Well you want to figure out the most regular predictors of the outcome, but you only have 10 people. Do those 10 people represent everyone that could have had the outcome - due to sampling variability, etc. it is hard for the model to find a generalizable signal. So when you oversample you have more cases that represent what attributes may be associated with the outcome. Before doing this you could have had very sparse data, so of the 10 people with the outcome the were, 4 females, 3 older, and 2 unemployed. When you look further you could have 1 old female that is unemployed and in your sample, due to sparsity and sampling variability they may not have the outcome, but that subgroup is actually at higher risk - you just didn't have enough data to find the underlying signal. This is the purpose.

Of note there are multiple approaches such as oversampling, undersampling controls (not great for your setting), over-and undersampling, and also creating synthetic data (not great for your setting since you need more data to simulate more data). Also, you can penalized false positives or negatives by using a cost-penalty to help capture certain groups.
 
#5
If you have an original sample of 1000 people with an outcome prevalence of 1%, a naive model approach would be to say everyone doesn't have the outcome and it would be 99% correct. But what if the outcome is very deadly - that model wouldn't be helpful even though it is accurate.

Well you want to figure out the most regular predictors of the outcome, but you only have 10 people. Do those 10 people represent everyone that could have had the outcome - due to sampling variability, etc. it is hard for the model to find a generalizable signal. So when you oversample you have more cases that represent what attributes may be associated with the outcome. Before doing this you could have had very sparse data, so of the 10 people with the outcome the were, 4 females, 3 older, and 2 unemployed. When you look further you could have 1 old female that is unemployed and in your sample, due to sparsity and sampling variability they may not have the outcome, but that subgroup is actually at higher risk - you just didn't have enough data to find the underlying signal. This is the purpose.

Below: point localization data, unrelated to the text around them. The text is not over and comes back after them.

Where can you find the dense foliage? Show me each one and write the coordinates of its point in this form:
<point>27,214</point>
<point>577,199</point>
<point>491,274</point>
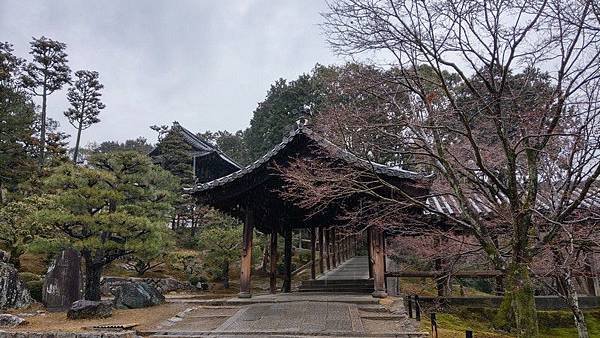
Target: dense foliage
<point>116,207</point>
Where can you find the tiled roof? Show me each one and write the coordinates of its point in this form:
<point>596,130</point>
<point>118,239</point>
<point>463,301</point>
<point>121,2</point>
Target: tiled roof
<point>333,150</point>
<point>448,204</point>
<point>200,146</point>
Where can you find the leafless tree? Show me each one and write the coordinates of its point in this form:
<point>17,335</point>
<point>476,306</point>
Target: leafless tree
<point>500,102</point>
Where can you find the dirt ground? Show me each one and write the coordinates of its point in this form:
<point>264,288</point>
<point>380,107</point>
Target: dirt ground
<point>146,318</point>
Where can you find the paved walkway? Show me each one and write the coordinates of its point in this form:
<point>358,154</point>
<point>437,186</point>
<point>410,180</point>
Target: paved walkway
<point>355,268</point>
<point>298,314</point>
<point>295,314</point>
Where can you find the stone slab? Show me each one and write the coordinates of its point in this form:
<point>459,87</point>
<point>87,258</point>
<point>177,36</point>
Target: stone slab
<point>290,318</point>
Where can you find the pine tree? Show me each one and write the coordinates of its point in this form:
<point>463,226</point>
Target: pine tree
<point>115,208</point>
<point>16,121</point>
<point>84,97</point>
<point>47,73</point>
<point>176,156</point>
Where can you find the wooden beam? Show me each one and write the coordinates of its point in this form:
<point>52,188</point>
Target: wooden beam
<point>273,260</point>
<point>378,263</point>
<point>313,253</point>
<point>333,248</point>
<point>246,264</point>
<point>438,274</point>
<point>321,253</point>
<point>370,252</point>
<point>287,277</point>
<point>327,249</point>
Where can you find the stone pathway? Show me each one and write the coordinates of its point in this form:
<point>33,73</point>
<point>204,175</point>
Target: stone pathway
<point>293,315</point>
<point>353,269</point>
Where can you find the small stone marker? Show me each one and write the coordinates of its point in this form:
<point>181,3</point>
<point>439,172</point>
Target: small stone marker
<point>62,285</point>
<point>8,320</point>
<point>135,295</point>
<point>85,309</point>
<point>13,292</point>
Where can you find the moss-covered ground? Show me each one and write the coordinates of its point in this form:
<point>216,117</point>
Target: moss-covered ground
<point>559,324</point>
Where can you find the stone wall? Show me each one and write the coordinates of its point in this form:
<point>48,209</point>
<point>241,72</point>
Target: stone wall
<point>541,302</point>
<point>98,334</point>
<point>163,285</point>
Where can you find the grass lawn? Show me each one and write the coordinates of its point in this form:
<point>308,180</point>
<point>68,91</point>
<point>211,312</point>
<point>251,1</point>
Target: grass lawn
<point>553,324</point>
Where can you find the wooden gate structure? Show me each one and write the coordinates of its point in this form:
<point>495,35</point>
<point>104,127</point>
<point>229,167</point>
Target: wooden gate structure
<point>253,194</point>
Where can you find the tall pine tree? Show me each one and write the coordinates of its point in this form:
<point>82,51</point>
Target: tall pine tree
<point>84,97</point>
<point>47,73</point>
<point>16,120</point>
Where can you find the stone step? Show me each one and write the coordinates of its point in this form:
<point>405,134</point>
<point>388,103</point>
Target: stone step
<point>338,281</point>
<point>339,290</point>
<point>190,334</point>
<point>373,308</point>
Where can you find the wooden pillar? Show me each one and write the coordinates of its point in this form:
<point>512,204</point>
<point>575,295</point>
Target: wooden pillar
<point>333,248</point>
<point>321,253</point>
<point>313,253</point>
<point>327,249</point>
<point>378,263</point>
<point>370,252</point>
<point>287,278</point>
<point>346,249</point>
<point>440,282</point>
<point>273,259</point>
<point>246,265</point>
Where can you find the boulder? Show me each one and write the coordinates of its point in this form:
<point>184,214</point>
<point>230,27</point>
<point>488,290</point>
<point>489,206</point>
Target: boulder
<point>13,291</point>
<point>164,285</point>
<point>85,309</point>
<point>7,320</point>
<point>62,284</point>
<point>136,295</point>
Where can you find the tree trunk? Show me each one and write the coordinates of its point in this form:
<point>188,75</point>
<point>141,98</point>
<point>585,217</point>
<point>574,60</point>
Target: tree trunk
<point>573,301</point>
<point>226,274</point>
<point>15,253</point>
<point>43,129</point>
<point>2,196</point>
<point>518,305</point>
<point>93,273</point>
<point>264,265</point>
<point>76,151</point>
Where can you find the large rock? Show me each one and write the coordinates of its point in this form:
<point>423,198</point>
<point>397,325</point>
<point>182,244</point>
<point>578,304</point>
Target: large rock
<point>85,309</point>
<point>137,295</point>
<point>7,320</point>
<point>164,285</point>
<point>62,284</point>
<point>13,292</point>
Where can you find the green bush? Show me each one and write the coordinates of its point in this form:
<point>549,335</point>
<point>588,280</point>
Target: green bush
<point>35,289</point>
<point>29,277</point>
<point>197,279</point>
<point>304,257</point>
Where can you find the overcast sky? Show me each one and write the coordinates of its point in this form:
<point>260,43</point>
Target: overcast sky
<point>203,63</point>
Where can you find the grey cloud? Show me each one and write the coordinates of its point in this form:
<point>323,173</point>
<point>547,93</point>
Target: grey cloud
<point>204,63</point>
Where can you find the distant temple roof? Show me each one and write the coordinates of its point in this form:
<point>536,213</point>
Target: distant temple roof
<point>200,147</point>
<point>333,150</point>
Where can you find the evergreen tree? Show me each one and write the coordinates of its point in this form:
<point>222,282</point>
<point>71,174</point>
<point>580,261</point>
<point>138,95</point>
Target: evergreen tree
<point>276,115</point>
<point>220,240</point>
<point>47,73</point>
<point>115,208</point>
<point>84,97</point>
<point>175,155</point>
<point>139,144</point>
<point>16,120</point>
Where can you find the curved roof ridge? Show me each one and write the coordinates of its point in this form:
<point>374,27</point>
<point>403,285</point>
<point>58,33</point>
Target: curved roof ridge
<point>204,145</point>
<point>335,150</point>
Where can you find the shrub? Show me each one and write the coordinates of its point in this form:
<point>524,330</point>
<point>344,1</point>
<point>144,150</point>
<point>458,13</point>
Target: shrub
<point>29,277</point>
<point>35,289</point>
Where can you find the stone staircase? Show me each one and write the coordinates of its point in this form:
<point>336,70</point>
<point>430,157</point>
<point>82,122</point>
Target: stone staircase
<point>351,276</point>
<point>337,286</point>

Of note there are multiple approaches such as oversampling, undersampling controls (not great for your setting), over-and undersampling, and also creating synthetic data (not great for your setting since you need more data to simulate more data). Also, you can penalized false positives or negatives by using a cost-penalty to help capture certain groups.
thanks for your reply. But there is only 1 person goes into bad. Not 10. The original data has proportion 1000:1 so 0.1%. I still don’t understand why duplicate this record would help?
 

hlsmith

Less is more. Stay pure. Stay poor.
#6
Oversampling means you collect 100K records so now you have 100 cases and you don't have to use all of the controls, perhaps only 100 matched controls. You are correct that if you have 1 case you are fucked, you can't create or duplicate if you have on!y 1. This is statistics not the highlander!
 

Dason

Ambassador to the humans
#7
Sometimes a false positive means somebody is very slightly inconvenienced and a false negative means somebody might die. In some cases it's important to have a model that can hopefully identify cases that might have a chance of being a the event you're looking for.